The Robin Hood origins story allowed Crowe and Scott -- both co-producers -- to craft a Maid Marion that was much more than window dressing for Robin and his Merry Men. In Robin Hood 2010, Marion wields a sword and shoots a bow and arrow as fiercely as any of Robin's crew.
It hit Crowe that Blanchett was his Marion when the two were being honored in Australia with postage stamps. "Her demeanor, everything about her…I was kicking myself. Why hadn't I thought of it before? Cate is a magnificent actress. She has resilience and a resonance. She's tough, strong and single-minded. Every decision she makes is about truth. She has complete control over her emotional responses, so she can make the smallest gesture a gigantic statement," Crowe said.
Scott, of all things, found Blanchett's jovial nature her highest quality on set. "What I love about her is her sense of humor," the director said. Her role is tough, but also allows for Blanchett to add an air of levity to the action brewing on the screen. Scott welcomed the opportunity to have Blanchett's acting brilliance shine a light on his new view of the Robin Hood legend.
SheKnows: Did you have any apprehensions or nerves working with Russell Crowe and Ridley Scott, considering their long relationship?
Cate Blanchett: Because Russell and Ridley have such a long history together of making films that go straight to the heart of the matter, it was actually a very exciting combination for me.
SheKnows: Was the first day on the set a little nerve-racking?
Cate Blanchett: Actually, my first day on set I found it breathtaking.

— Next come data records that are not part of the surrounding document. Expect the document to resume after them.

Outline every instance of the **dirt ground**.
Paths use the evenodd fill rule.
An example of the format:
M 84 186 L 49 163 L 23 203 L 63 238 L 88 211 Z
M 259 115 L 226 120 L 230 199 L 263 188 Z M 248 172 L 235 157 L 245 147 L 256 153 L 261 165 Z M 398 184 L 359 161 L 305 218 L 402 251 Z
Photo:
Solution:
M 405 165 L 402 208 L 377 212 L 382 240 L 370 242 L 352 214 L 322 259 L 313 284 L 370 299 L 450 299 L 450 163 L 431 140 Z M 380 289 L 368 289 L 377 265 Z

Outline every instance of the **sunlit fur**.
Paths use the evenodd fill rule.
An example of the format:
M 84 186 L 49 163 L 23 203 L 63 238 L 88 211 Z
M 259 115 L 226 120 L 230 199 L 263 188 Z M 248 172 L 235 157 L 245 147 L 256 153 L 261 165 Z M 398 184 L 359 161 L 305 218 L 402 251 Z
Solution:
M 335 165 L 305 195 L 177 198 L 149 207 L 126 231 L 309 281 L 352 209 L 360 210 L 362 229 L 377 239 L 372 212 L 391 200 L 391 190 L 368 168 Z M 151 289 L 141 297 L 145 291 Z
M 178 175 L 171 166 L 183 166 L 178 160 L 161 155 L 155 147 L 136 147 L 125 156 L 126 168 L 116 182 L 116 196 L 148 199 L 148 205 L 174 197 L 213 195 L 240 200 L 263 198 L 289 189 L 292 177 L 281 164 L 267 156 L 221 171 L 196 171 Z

I felt like one of those little people in Gulliver's Travels -- I had suddenly woken up and found myself in completely another world.
SheKnows: The incredible attention to detail…

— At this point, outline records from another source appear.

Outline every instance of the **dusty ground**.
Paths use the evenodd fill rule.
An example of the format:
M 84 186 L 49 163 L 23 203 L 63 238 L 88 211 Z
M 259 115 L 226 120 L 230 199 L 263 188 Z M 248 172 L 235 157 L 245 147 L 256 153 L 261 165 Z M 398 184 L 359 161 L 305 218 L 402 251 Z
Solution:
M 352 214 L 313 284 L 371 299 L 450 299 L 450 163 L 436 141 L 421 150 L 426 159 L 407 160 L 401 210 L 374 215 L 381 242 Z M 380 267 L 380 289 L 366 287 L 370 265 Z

Cate Blanchett: Like the working water wheel at the chapel! It really makes my job very easy.
SheKnows: In this Robin Hood, the Marion and Robin relationship is truly given a spotlight. What do you think it was about Robin that finally won over Marion's heart?
Cate Blanchett: There's kind of a game-playing that goes on between Robin and Marion, that I hope is quite enjoyable for the audience to watch. There's a buoyancy that exists between them. Ultimately, she really sets these series of tests that Robin continually passes. Finally, when he, without any prompting from her, plants the field -- gets the grain and plants the field -- something that has obviously been playing on her mind, I think she's astonished by the act of generosity, that selflessness. That turns the corner for her.
SheKnows: I read you did your own stunts. Was that your idea?
Cate Blanchett: Ridley asked if I was game for it (laughs). If someone asks if you're game for something, of course you're not going to say you're not! I wouldn't say I'm a master horsewoman, but I do like riding a horse. They're film horses (laughs), so they're pretty well trained. But, it is a thrill. There is a sequence where Marian gets all chainmailed up and rides into battle -- it was thrilling. You don't get to do that every day. That's the joy of making a film like this, you get to do these things that are adrenaline based.
SheKnows: So were Russell and his merry men ever too merry and testosterone heavy for you?
Cate Blanchett: Russell's great. And all of his merry men were going all over England to pubs rehearsing (laughs). They're a great bunch of guys and they really bonded. They know one another, they've all worked together. When they all get together and have a song, it's all really, really buoyant. It's by definition merry (laughs).
SheKnows: What do you think is at the heart of what would make Robin Longstride become Robin Hood, hero to the poor and downtrodden?
Cate Blanchett: You've got somebody who is returning to, kind of, an old fashioned type of values, morals, responsibility and loyalty. I think they're quite noble sentiments to have in an age of merchant bankers ripping people off left, right and center. It's quite timely, I think.
SheKnows: What drew you to join the world of Robin Hood and the Crowe and Scott tandem?
Cate Blanchett: There's an enigmatic quality to Robin Hood. What makes him tick? Why does he decide to help people who are downtrodden? Why would someone do that? I think that's something that Russell explores in that man's backstory. Usually the films that I've seen, it's just a given that Robin's the way he is. I think what Russell and Ridley are concocting is what makes Robin Hood tick.